À lire aussi Le Beau bizarre de Loewe à Rick Owens
Mathieu Paris - Directeur de la galerie White Cube : «Sa grande force ? Le rejet des conventions esthétiques»
«C’est vers 2005 ou 2006 que j’ai connu Rick et Michèle via une amie commune. Ils avaient emménagé dans un immeuble de la place du Palais- Bourbon, l’ancien siège du Parti socialiste, qu’ils avaient transformé pour y vivre et y installer leur studio. L’endroit était assez dingue, incroyable pour Paris : un mélange de salons Empire et de béton brut. Rick y avait réalisé tout le mobilier. C’est à cette époque que nous avons décidé de travailler ensemble afin d’exposer les meubles de Rick à la galerie Jousse. J’ai développé une véritable passion, ainsi qu’une amitié profonde pour le couple qu’il forme avec Michèle.
Ce qui m’a immédiatement attiré chez Rick, c’est cette économie de moyens, tout en intégrant les codes des arts décoratifs français et la marqueterie des années 1930, avec des références aussi bien à Eileen Gray, Jean-Michel Frank ou Le Corbusier qu’aux rampes de skate de Los Angeles. Rick aime travailler le contreplaqué, matériau simple et peu onéreux, avec la même exigence et sophistication que la marqueterie la plus raffinée. Le résultat est extraordinaire, au point d’avoir, dès le départ, captivé les plus grands collectionneurs. Il est rare qu’une marque indépendante parvienne à dicter la mode comme le fait celle de Rick Owens.
Sans doute parce que sa vision s’accompagne d’une réflexion profonde sur le monde qui nous entoure, ses bouleversements et ses menaces. Le rejet des conventions esthétiques est l’une de ses plus grandes forces. Évoluant plus tard dans l’art contemporain, j’ai conservé son amitié. Nous avons continué d’échanger et de collaborer ponctuellement. Je me souviens d’un voyage à Berlin avec Rick et Michèle. Nous étions tous trois fascinés par l’architecture de cette ville, qui, en raison de son histoire, n’a cessé d’être un terrain d’expérimentation pour les grands courants des trois derniers siècles. C’était passionnant de partager cette exploration avec eux et d’observer le rapport si personnel et instinctif que Rick entretient avec l’architecture.»
Alexandre Samson - Commissaire scientifique de l’exposition à Galliera :
«Je l’ai retrouvé à 3 heures du matin»
«Très fier de collaborer à la première rétrospective consacrée à Rick Owens au Palais Galliera ! C’est un créateur inouï qui sait tout faire.

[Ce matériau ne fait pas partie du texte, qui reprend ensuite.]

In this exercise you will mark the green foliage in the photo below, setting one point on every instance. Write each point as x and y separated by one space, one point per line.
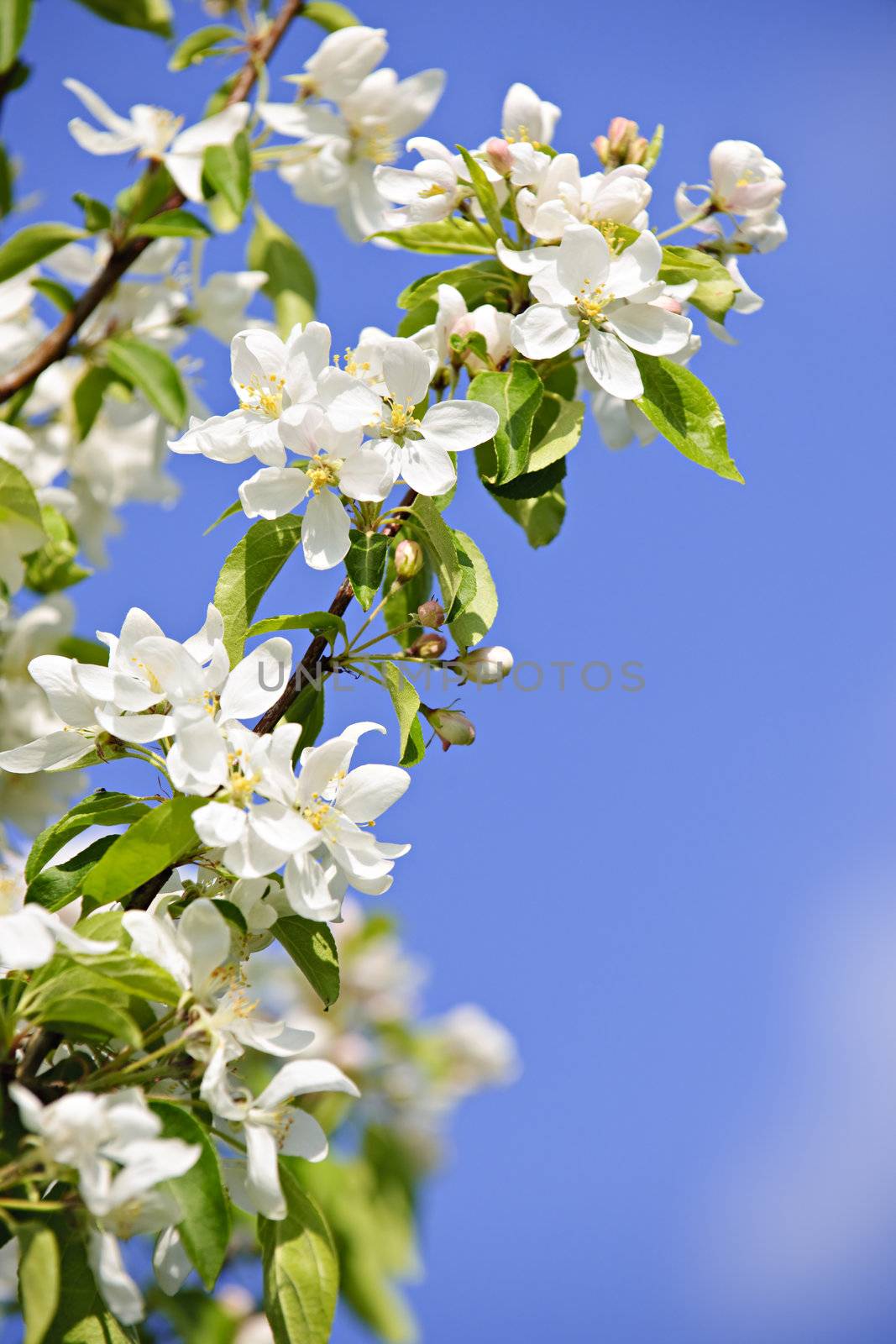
54 566
249 571
406 702
33 244
204 1229
476 604
449 237
291 280
38 1278
329 15
97 810
313 949
201 45
172 223
152 371
159 840
685 413
365 564
516 396
149 15
301 1270
15 17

Il peut concevoir lui-même un vêtement de A à Z, un savoir-faire que peu de créateurs peuvent aujourd’hui revendiquer. J’ai eu la chance de le voir en Italie, où des centaines de personnes travaillent pour lui. Concordia est une petite ville perdue en Émilie-Romagne, un coin qui n’a rien de la carte postale pittoresque. Ses usines, regroupées dans un vaste complexe technologique, sont au centre de la ville. Lui habite au sein du complexe, dans un appartement au sol en travertin, avec des toilettes taillées dans un bloc de cristal de roche.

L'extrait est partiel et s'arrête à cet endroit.